# Seizure phenotypes and short-term prognosis in neonatal lupus: a multicenter retrospective cohort in China

**Authors:** Wenqiang Sun, Xinyun Jin, Yihui Li, Xue Liu, Linzhou Zhu, Minqian Zhou, Zhirong Xie, Lili Li, Yanliang Yu, Yue Jiang, Jinhui Hu, Jie Huo, Huawei Wang, Haifeng Geng, Wenmei Li, Mengzhao Li, Yuanyuan Peng, Xihui Zhou, Xueping Zhu

PMC · DOI: 10.3389/fimmu.2026.1721089 · Frontiers in Immunology · 2026-02-05

## TL;DR

This study examines seizure types, brain imaging, and outcomes in infants with neonatal lupus in China, finding that seizures are linked to specific antibodies and poor maternal drug use, with risks of developmental delays.

## Contribution

The study identifies clinical and immunological features associated with seizures in neonatal lupus and highlights the protective role of maternal hydroxychloroquine use.

## Key findings

- Seizures in neonatal lupus are associated with anti-SSA/Ro positivity and limited maternal hydroxychloroquine use.
- Neonates with seizures showed higher rates of hematologic abnormalities and brain imaging abnormalities like intracranial hemorrhage.
- Despite seizure control, developmental delays were common, indicating potential long-term neurodevelopmental risks.

## Abstract

Neonatal lupus erythematosus (NLE) is an antibody-mediated autoimmune disorder that can affect neurologic outcomes. Seizures are an uncommon but clinically important phenotype. This study assessed clinical features, neuroimaging findings, and short-term outcomes in infants with NLE and seizures.

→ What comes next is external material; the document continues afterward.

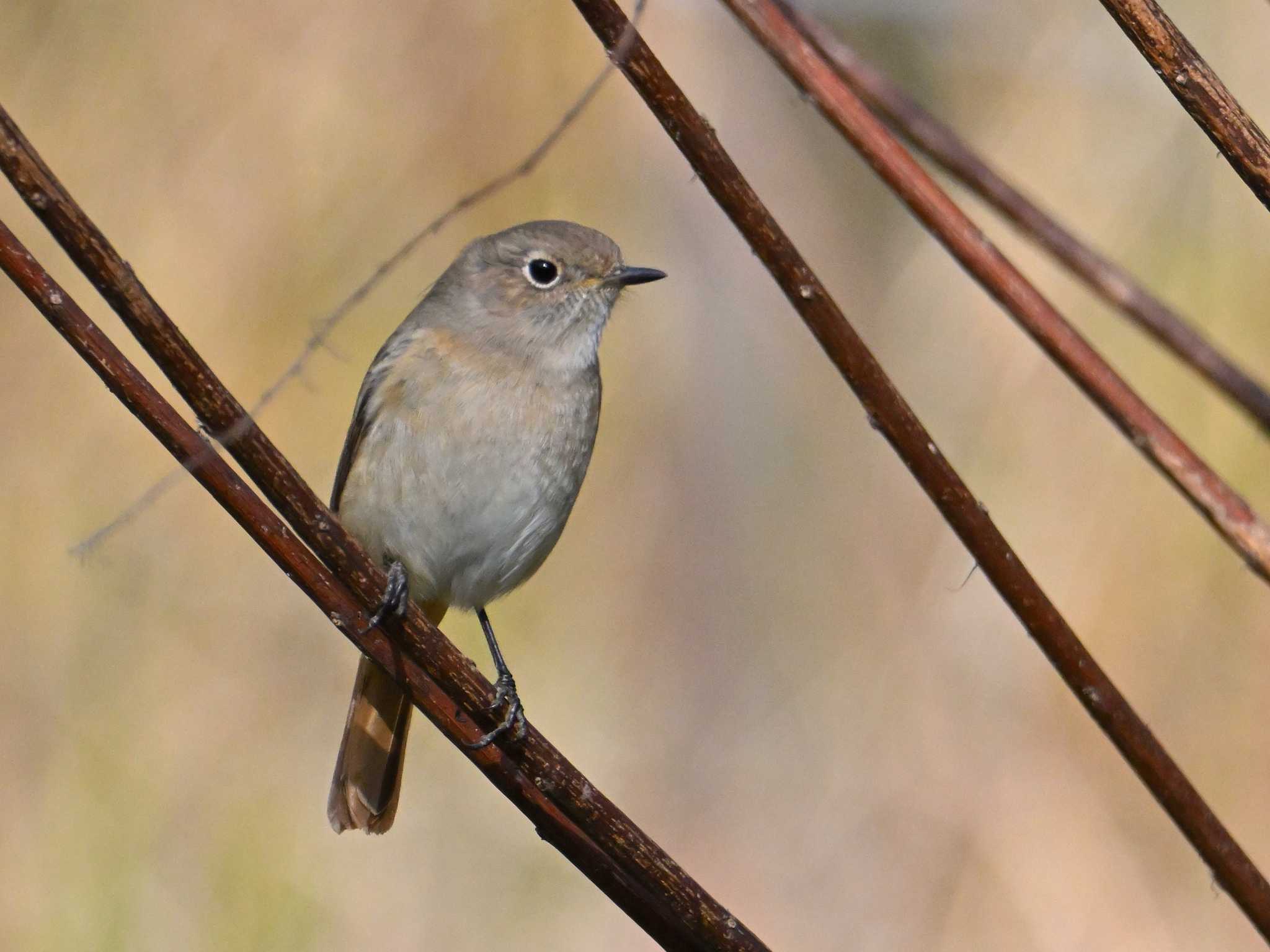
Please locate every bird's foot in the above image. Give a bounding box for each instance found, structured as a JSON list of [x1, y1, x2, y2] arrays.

We conducted a multicenter retrospective cohort study of infants with NLE admitted to seven tertiary centers in China. Infants were categorized as epileptic seizures (ES), non-epileptic CNS involvement (NE), or no CNS involvement (nCNS). Maternal characteristics and medications during pregnancy, infant clinical manifestations, laboratory indices, autoantibodies, EEG findings, and neuroimaging were extracted from medical records. Group comparisons and multivariable logistic regression were performed to identify factors associated with ES. Follow-up was conducted to 6 months of age.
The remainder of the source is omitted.